В школе мы проводили от 8 с половиной утра до 2 часов: на первом плане стоял латинский язык, которому отведено было 8 часов в неделю, русскому – 6 часов, 4 посвящались арифметике, 2 – чистописанию, 2 – географии и 2 – Закону Божию (евреи были в эти часы свободны). После первых трех уроков была большая перемена в полчаса, раз в неделю занятая гимнастикой (вернее, шагистикой), а в прочие дни предоставлявшая свободу действий. Переменами пользовались, чтобы сбегать за ворота в съестную лавочку Менделя, жирного еврея с сине-черной курчавой бородой, охотно отпускавшего и в долг свои бутерброды с окаменевшей паюсной икрой, обильно политой для смягчения уксусом. Но важнее было после бутербродов – глубоко до головокружения затянуться папиросой. Здесь можно было предаваться этому удовольствию безмятежно – в противоположность весьма примитивной уборной («нужник»), куда то и дело заглядывал огромный, налитой помощник классного наставника Карл Иванович Фохт и, раздосадованный, что благодаря хорошей организации предупреждения ему не удавалось курильщиков накрыть с поличным, заставлял учеников дышать себе в лицо и больно ущемлял волосы, чтобы преодолеть сопротивление.

Главный предмет – латинскую грамоту – преподавал в первых трех классах сам директор Аким Константинович Циммерман, приземистый человек лет шестидесяти, с большим отвислым животом и отвислой губой. Не смел бы я утверждать, что он владел членораздельной речью: мы слышали только отрывистые восклицания, прерываемые громким выдыханием: незавидно, вон, в карцер и т. п. Учеников он не называл по фамилии, каждый имел свое прозвище: тигр, собака, дубина, остолоп, книжица… и т. д.

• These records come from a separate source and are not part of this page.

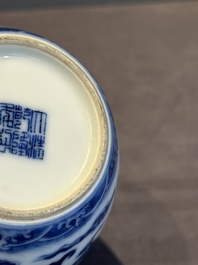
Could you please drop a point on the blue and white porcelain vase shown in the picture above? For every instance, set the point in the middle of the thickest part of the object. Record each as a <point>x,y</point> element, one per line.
<point>51,139</point>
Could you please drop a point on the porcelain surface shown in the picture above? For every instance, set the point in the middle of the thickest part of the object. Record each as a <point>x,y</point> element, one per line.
<point>64,236</point>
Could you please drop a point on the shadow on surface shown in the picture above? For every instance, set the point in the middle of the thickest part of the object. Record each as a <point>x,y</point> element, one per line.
<point>100,254</point>
<point>24,4</point>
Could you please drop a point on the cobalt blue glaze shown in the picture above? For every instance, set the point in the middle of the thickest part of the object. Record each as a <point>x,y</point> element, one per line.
<point>65,238</point>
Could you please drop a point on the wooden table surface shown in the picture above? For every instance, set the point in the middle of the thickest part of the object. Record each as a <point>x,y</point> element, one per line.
<point>145,58</point>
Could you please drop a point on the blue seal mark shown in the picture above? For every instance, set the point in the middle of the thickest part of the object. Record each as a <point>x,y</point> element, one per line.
<point>22,131</point>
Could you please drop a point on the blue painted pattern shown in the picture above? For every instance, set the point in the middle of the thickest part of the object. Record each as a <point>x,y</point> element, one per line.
<point>22,131</point>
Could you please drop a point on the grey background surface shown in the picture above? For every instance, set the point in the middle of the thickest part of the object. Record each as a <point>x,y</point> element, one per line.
<point>145,58</point>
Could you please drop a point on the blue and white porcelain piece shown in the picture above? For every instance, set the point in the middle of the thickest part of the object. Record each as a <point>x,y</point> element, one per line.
<point>64,237</point>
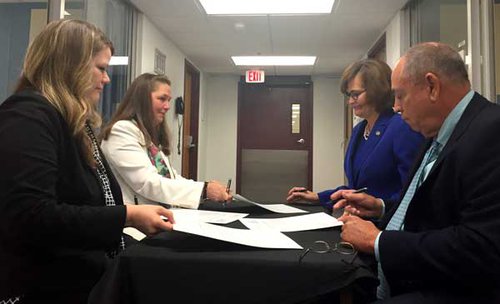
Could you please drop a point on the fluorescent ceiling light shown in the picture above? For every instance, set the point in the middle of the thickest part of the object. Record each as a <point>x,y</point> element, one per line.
<point>266,7</point>
<point>273,60</point>
<point>118,60</point>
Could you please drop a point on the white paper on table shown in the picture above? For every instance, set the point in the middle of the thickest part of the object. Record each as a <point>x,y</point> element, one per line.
<point>261,239</point>
<point>206,216</point>
<point>277,208</point>
<point>293,223</point>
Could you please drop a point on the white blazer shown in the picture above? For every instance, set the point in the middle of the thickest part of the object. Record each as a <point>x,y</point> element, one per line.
<point>126,152</point>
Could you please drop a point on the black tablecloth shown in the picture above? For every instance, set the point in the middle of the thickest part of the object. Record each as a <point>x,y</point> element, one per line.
<point>194,269</point>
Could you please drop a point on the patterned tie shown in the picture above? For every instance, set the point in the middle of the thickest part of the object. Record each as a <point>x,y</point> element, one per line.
<point>397,220</point>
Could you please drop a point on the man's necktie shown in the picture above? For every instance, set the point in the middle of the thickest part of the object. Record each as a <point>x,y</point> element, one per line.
<point>397,220</point>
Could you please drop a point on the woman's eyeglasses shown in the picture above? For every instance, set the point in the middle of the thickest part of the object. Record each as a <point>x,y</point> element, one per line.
<point>323,247</point>
<point>354,94</point>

К неуспевающим он вообще обращался только коллективно: «Гуща, вали!» Перед его уроком в класс входил другой помощник классного наставника Сила (больше мне не приходилось слышать такое имя) Иванович Добровольский, тонкий, злобный, с редкой русой бороденкой, олицетворенный Молчалин, и производил перекличку. С небольшим опозданием являлся директор, всегда в пальто, накинутом на плечи. Сила Иванович подобострастно снимал с начальственных плеч пальто, а затем еле слышным ровным голосом докладывал, все ли ученики на месте и не было ли каких-либо происшествий. Если все было благополучно, директор шумно отдувался и садился на кафедру, а Сила Иванович, пятясь, удалялся. Пытливым оком Циммерман обозревал класс, стараясь по выражению лиц узнать, кто не приготовил урока, который обычно состоял в том, чтобы наизусть затвердить расположенные белыми стихами существительные, глаголы, представляющие то или иное отклонение от общего правила и т. д. Бессмысленная зубрежка словно нарочно была придумана, чтобы затруднить усвоение латинской грамоты и поселить непобедимое отвращение к ней.